If you are working with a small budget or simply want to test the waters in gold, buying gram bars may very well be your best bet. You will be able to get some real, physical gold in your hands, and you will become familiar with the process of buying gold. If you have a bit more money to spend, 1 ounce bars are definitely the ideal choice.

While 10 oz. and even larger bars are available, they do have some minor drawbacks. One of the reasons why these aren’t best is for the purpose of re-selling. Selling 1 oz. bars is much easier and convenient for the majority of people.

You can get cash in hand the same day you decide to sell, whereas moving 10 oz. of gold could prove to be more of a challenge. Plus, if you want to just sell a few oz. but only have 10 oz. bars, you won’t have much recourse other than to sell it all and buy some back, which in turn costs you more money in the end.

The brand of gold bar that you buy is not going to bear a whole lot of relevance. There are many different mints that produce gold bullion, and determining which one is the “best” isn’t much more than a trivial debate.

Instead, buy the one that costs you the least amount over spot. Sure, some bars might appear more aesthetically pleasing, but this is not going to make a difference in the end. If you do have the choice between an off brand gold bar and one manufactured by a prominent mint, however, there is no reason not to go after the big brand.

Best Types of Gold Coins for Investors

The type of gold coin that is best for investors is an argument that has a few sides, with neither being necessarily right or wrong. If you decide to shop for standard uncalculated coins, you will have the lowest output of money, giving yourself the best opportunity to turn a profit based on gold’s value.

If you buy rare and/or graded coins with much higher fair market values, you are going to need to ride the highs and lows of the collectible coin market. You have to decide whether you are betting on the value of gold, the collectible value of the coin, or both.

Though there is no definitive best type of gold coin to buy for investment purposes, the majority of investors would agree that buying common, uncalculated coins is the most optimal route to take.

These coins can be obtained with lower premiums when you buy in bulk, their value is not likely to decrease more than what you initially spent on them, and they only carry upside as the years go by.

The most critical element to saving money when buying gold coins is to order in bulk. One coin or a handful of coins is going to cost you the same, but if you buy tubes or monster boxes, you will all but certainly garner a discount on the final order price.

Always look for a way to cut down on the amount that you have to pay over spot. If possible, try to negotiate with the gold dealer to see if they will give you an even further discount. Since a cut of the mark up on these items is set by the dealers themselves, they will have some room to negotiate.
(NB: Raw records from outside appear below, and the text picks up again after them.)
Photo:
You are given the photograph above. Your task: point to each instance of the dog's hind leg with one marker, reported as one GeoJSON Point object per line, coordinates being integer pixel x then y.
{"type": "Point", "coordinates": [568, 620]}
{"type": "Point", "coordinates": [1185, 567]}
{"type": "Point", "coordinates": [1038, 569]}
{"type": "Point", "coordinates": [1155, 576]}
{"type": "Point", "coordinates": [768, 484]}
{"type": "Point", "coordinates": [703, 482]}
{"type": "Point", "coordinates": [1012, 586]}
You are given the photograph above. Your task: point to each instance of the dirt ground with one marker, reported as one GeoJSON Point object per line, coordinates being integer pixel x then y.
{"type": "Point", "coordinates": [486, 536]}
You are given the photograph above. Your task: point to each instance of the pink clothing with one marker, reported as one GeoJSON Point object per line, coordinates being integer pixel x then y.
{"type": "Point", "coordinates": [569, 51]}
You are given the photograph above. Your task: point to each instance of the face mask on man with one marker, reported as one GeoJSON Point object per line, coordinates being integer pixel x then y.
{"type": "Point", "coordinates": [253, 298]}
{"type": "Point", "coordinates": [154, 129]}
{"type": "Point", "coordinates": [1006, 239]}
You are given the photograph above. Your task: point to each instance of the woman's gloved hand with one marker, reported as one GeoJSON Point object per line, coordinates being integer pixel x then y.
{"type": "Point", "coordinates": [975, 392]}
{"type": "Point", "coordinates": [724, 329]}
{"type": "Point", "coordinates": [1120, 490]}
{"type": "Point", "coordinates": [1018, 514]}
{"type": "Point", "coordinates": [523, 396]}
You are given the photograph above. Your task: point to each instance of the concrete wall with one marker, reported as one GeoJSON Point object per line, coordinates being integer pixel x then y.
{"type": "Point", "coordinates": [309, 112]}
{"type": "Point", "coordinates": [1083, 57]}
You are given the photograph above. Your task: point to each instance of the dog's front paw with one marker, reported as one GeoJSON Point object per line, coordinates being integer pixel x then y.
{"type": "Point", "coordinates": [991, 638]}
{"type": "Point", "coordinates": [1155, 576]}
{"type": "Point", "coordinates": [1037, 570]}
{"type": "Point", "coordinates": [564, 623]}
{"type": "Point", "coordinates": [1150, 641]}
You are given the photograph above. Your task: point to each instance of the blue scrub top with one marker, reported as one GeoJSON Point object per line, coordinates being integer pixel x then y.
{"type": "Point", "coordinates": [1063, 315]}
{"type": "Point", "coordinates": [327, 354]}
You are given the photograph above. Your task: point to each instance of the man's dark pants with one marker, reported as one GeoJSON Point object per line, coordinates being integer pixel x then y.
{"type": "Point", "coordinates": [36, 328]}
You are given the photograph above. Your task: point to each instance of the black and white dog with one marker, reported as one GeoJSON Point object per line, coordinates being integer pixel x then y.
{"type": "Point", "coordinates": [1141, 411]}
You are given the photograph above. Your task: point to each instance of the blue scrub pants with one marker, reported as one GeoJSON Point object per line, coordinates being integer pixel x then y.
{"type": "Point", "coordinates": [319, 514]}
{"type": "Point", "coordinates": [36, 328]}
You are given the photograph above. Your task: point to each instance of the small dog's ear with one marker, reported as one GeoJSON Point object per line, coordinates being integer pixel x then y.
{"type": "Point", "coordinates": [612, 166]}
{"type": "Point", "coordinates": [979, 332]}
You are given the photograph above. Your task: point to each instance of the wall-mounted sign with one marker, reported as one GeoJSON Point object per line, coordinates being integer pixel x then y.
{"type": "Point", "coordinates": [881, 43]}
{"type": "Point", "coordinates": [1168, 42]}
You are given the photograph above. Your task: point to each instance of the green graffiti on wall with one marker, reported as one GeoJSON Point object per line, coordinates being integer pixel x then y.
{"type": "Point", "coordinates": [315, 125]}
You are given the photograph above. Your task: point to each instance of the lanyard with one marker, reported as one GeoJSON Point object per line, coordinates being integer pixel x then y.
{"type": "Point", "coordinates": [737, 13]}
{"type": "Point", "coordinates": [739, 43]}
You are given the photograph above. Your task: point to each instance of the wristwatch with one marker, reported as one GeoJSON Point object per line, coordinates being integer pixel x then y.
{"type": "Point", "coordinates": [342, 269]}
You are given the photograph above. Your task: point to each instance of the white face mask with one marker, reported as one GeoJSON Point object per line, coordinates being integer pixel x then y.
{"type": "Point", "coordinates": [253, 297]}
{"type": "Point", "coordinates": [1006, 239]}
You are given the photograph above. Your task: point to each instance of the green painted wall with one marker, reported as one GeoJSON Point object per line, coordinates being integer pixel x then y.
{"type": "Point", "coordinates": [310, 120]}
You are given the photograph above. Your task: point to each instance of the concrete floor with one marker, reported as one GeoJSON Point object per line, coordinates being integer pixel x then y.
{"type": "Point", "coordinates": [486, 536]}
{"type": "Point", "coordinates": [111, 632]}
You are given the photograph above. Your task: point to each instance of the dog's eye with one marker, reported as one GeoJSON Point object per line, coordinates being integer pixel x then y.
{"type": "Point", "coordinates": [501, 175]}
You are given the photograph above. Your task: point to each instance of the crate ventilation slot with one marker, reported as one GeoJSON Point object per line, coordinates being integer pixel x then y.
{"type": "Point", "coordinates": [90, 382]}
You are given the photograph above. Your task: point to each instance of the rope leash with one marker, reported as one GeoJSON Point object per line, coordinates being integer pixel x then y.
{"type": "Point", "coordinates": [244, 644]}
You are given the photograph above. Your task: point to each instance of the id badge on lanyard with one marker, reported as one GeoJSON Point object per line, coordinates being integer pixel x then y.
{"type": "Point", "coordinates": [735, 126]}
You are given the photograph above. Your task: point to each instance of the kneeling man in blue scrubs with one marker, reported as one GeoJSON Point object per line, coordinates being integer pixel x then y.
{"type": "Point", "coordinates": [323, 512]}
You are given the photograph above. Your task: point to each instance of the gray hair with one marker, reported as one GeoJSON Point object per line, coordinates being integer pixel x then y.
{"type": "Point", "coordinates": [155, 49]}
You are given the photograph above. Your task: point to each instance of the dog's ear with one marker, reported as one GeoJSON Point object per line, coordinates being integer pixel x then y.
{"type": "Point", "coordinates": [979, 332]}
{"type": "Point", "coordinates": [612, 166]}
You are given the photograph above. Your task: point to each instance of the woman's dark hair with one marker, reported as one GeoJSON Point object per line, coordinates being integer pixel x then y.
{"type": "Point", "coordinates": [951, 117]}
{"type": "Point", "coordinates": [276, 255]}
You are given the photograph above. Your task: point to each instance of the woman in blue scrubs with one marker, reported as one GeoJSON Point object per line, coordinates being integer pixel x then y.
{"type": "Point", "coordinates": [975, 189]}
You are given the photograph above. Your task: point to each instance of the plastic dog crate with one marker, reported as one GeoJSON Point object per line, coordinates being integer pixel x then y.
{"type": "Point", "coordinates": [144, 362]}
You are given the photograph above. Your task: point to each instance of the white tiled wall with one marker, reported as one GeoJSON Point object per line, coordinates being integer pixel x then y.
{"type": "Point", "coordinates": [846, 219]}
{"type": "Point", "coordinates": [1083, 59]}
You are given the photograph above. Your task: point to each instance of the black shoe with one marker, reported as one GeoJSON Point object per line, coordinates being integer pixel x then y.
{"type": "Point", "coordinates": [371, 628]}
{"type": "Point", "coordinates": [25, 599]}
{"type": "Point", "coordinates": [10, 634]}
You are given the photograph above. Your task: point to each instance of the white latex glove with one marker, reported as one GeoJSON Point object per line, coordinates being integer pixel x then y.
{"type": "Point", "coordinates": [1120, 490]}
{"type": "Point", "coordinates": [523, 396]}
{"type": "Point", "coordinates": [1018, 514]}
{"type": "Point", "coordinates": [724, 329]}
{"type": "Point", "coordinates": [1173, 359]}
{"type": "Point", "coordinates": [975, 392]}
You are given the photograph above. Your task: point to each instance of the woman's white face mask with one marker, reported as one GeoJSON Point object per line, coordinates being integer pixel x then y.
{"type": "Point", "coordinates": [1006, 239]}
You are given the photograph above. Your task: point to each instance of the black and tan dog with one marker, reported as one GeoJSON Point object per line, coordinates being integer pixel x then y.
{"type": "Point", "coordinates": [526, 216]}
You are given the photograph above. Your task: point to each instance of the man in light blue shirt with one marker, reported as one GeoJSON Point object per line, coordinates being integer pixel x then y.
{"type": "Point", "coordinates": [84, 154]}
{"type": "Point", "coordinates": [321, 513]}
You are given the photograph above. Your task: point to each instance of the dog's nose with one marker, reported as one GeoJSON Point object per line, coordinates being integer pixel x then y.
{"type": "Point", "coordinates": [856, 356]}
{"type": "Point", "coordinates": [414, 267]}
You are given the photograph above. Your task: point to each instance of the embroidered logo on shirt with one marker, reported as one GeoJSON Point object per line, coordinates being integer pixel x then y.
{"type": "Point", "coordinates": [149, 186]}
Best Types of Gold Coins for Collectors

For collectors, personal preference is truly everything. You shouldn’t make purchasing decisions for your collection based on someone else’s opinions.

The value in collecting coins is the fact that you get to decide what you want to buy. With that said, there are going to be financial implications to any coins that you end up adding to your collection.

The best types of coins for new collectors are the basis coins that are released in mass quantities on an annual basis. For example, the American Eagle or Canadian Maple Leaf would be great starting points for any new collection. They do not cost a lot over spot, they are easy to find, and they are desirable.

Once you become more familiar with the numismatic world of gold coins, you will probably be more interest in things like graded coins, proof coins, rare coins, errors, and so on and so forth. Proof coins are the higher end version of standard issue coins, graded coins base their value on the relative condition of the coin, and rare coins are self descriptive.

As a general rule of thumb, proofs will be the most affordable and obtainable and serve as a stepping stone after normal coins, with graded and rare coins following after on the cost scale. No matter what you end up buying as a collector, you will find it tough to go wrong. So long as you are getting the best price on any coin that you buy, there is not much else that you need to worry about.